When people are out of sorts, the last thing they usually want to hear is bad news. On the contrary, they want some good news, to give them a lift, to give them the courage to get on with life. Incontrovertible proof of this truth is the recent change of circumstance of many of our fellow citizens [His Eminence is referring to the catastrophic economic and social crisis to which Greece is being subjected]. You hear lots of people saying, for example: ‘I just don’t want to watch the news any more… it’s all so depressing’. Or, on the other hand, they shout: ‘At last, some good news… That’s made my day… It’s put me in a good mood’.
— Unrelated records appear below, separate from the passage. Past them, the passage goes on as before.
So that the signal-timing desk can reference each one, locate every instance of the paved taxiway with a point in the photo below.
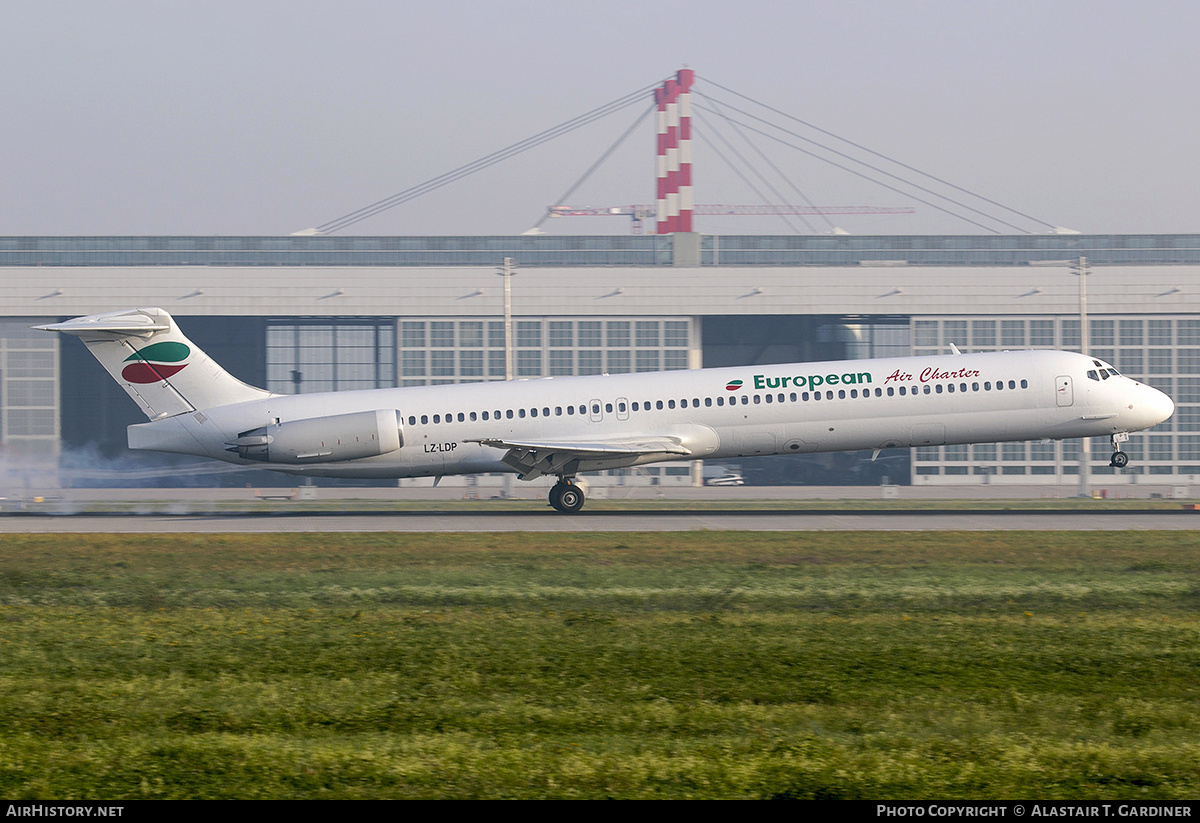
(629, 521)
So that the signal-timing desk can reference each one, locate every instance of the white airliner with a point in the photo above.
(564, 426)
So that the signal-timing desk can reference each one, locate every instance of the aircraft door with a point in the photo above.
(1063, 391)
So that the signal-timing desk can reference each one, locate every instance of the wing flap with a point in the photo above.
(534, 458)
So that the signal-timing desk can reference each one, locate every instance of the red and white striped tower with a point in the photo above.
(675, 200)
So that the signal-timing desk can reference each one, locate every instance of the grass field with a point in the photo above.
(724, 665)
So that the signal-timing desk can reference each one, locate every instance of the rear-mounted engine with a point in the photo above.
(340, 437)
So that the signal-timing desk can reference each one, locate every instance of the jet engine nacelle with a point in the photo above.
(340, 437)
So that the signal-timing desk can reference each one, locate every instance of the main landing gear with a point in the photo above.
(567, 497)
(1120, 460)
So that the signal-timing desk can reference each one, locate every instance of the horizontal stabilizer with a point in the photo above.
(121, 324)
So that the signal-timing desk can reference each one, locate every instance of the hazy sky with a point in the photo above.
(267, 118)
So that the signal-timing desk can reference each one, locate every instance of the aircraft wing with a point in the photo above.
(533, 458)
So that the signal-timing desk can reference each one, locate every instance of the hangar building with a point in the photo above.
(317, 313)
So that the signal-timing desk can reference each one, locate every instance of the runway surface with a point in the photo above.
(629, 521)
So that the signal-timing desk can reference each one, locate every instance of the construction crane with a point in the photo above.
(639, 214)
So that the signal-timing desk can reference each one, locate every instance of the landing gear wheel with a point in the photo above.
(567, 498)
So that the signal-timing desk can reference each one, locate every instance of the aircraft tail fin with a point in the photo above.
(157, 366)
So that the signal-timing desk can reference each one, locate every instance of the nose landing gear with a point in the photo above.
(1120, 460)
(567, 497)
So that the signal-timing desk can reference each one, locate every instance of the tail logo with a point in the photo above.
(156, 362)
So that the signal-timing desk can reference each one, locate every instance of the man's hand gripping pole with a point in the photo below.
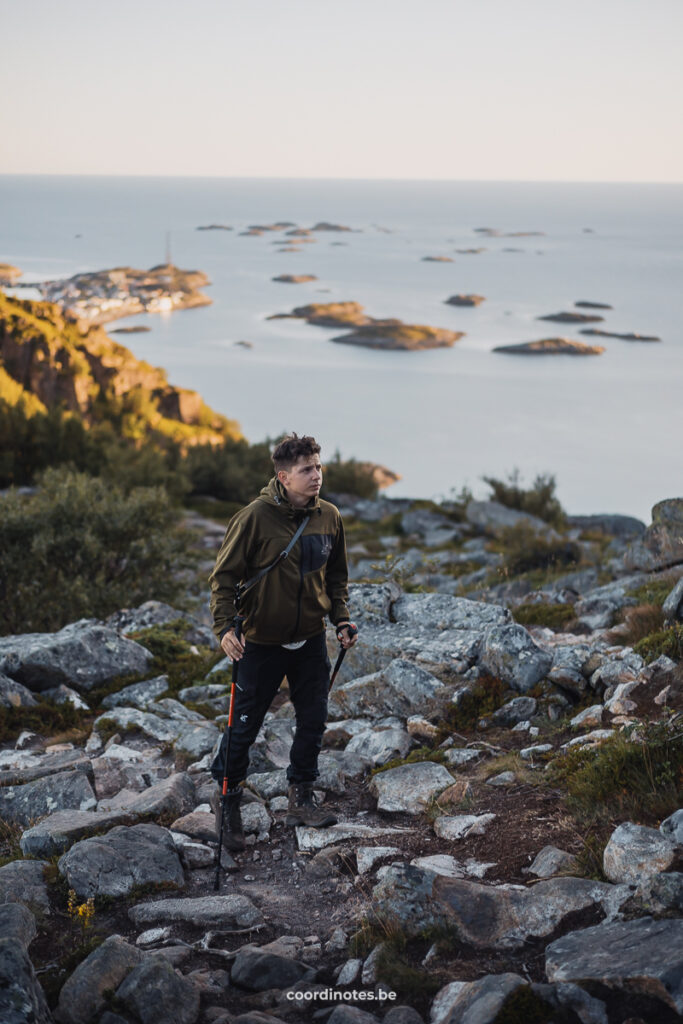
(239, 620)
(352, 631)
And while we’re on the lookout for some joyful news, along come the holidays. People who are tired and dejected seek a change of mood within the spirit of the festive season. In the Christmas lights, the decorated trees, the glitter, they hope to find a light, a ray of joy which will dispel the gloom and the pessimism. But will they manage to?

Maybe, maybe not. They certainly won’t achieve much, though, if they dwell solely on the superficialities of the festive atmosphere, if they’re concerned only with the externals. Because behind this shell which people construct every year as a change in their routine there’s a unique event which often enough they pass over or don’t stop to think about.
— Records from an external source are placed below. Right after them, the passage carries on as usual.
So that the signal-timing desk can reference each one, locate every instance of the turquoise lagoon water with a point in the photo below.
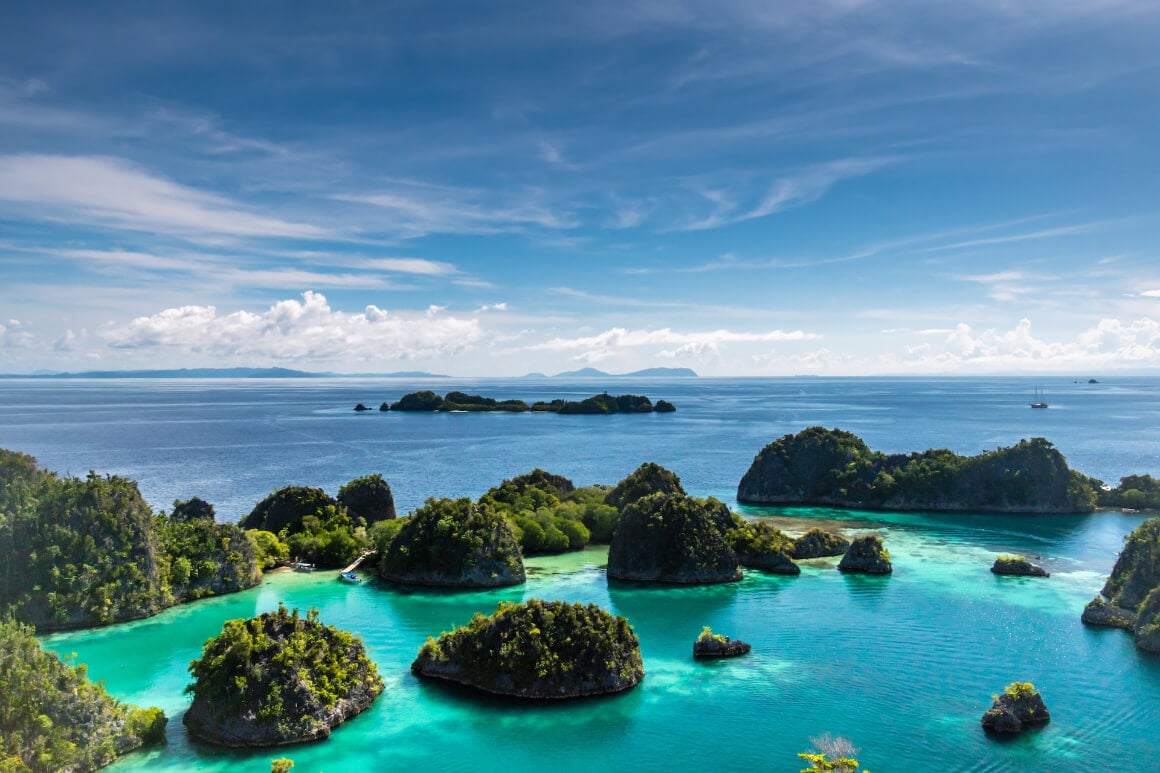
(903, 665)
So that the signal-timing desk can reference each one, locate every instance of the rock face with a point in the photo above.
(1017, 707)
(1019, 566)
(818, 543)
(715, 645)
(278, 679)
(546, 650)
(671, 539)
(1130, 598)
(867, 556)
(452, 543)
(832, 467)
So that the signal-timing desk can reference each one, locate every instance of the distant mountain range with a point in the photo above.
(229, 373)
(647, 373)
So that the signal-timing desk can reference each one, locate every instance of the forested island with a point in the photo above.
(1130, 599)
(462, 403)
(52, 717)
(276, 679)
(832, 467)
(546, 650)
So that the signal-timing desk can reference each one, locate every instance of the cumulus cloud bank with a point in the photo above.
(291, 329)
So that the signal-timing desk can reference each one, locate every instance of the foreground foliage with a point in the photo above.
(53, 719)
(88, 551)
(537, 649)
(278, 678)
(832, 467)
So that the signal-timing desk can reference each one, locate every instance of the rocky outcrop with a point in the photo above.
(544, 650)
(818, 543)
(1130, 599)
(832, 467)
(454, 543)
(1019, 566)
(716, 645)
(671, 539)
(278, 679)
(1015, 709)
(867, 556)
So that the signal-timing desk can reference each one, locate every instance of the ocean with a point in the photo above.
(903, 665)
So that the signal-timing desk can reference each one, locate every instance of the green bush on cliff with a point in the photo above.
(52, 717)
(454, 542)
(646, 479)
(671, 539)
(820, 466)
(88, 551)
(278, 678)
(537, 649)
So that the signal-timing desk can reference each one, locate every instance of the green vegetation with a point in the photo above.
(1135, 492)
(671, 539)
(368, 498)
(452, 542)
(833, 467)
(88, 551)
(53, 719)
(549, 514)
(646, 479)
(604, 403)
(537, 649)
(278, 678)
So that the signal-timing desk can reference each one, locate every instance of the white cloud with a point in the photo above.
(110, 192)
(291, 330)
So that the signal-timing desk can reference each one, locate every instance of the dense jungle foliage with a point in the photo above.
(537, 649)
(820, 466)
(52, 717)
(88, 551)
(456, 543)
(277, 678)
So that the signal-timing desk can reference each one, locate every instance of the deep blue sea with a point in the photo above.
(904, 665)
And this event is God’s advent. What could there be of greater significance in the history of humankind? God. God Himself came among us, became one of us, lived with us, shared our worries, and in the end died a dishonourable death. And why? To save us, to make us gods. To elevate us to the heavens, to the purpose for which we were made.

Today’s Gospel Matth. 1, 1-25) gets across the actual meaning of the word. ‘Gospel’ [Anglo-Saxon gōd ‘good’ + spel ‘news], means ‘glad tidings’. Saint Matthew the Evangelist reminds us on this day of the world-shattering event of the nativity of God. He Who created the ages simply skips through all the centuries of human history and becomes visible in the here and now. The Gospel writer lists His forefathers. They’re people of all types and all classes. Some kings, but also paupers. Some sinners but also men of virtue. Some righteous, but also the wicked. Because he wants to show that God wasn’t born into what people would consider a ‘good family’. The Lord took human nature as a whole. He didn’t choose only the good, the bright side, but he wanted all of it. He takes the whole person and makes us gods. He takes sin with Him in order to cleanse it.

My friends, this is the really good message which we’re truly awaiting. What all peoples have been waiting for who were in the darkness of ignorance. It’s the message of release from what was binding us. He came- and let’s not gloss over the fact. God was born on earth and is born in the heart of every person who genuinely seeks Him. Let’s open our hearts to Him and then, believe me, the lights of the feasts will cease to be a passing glow.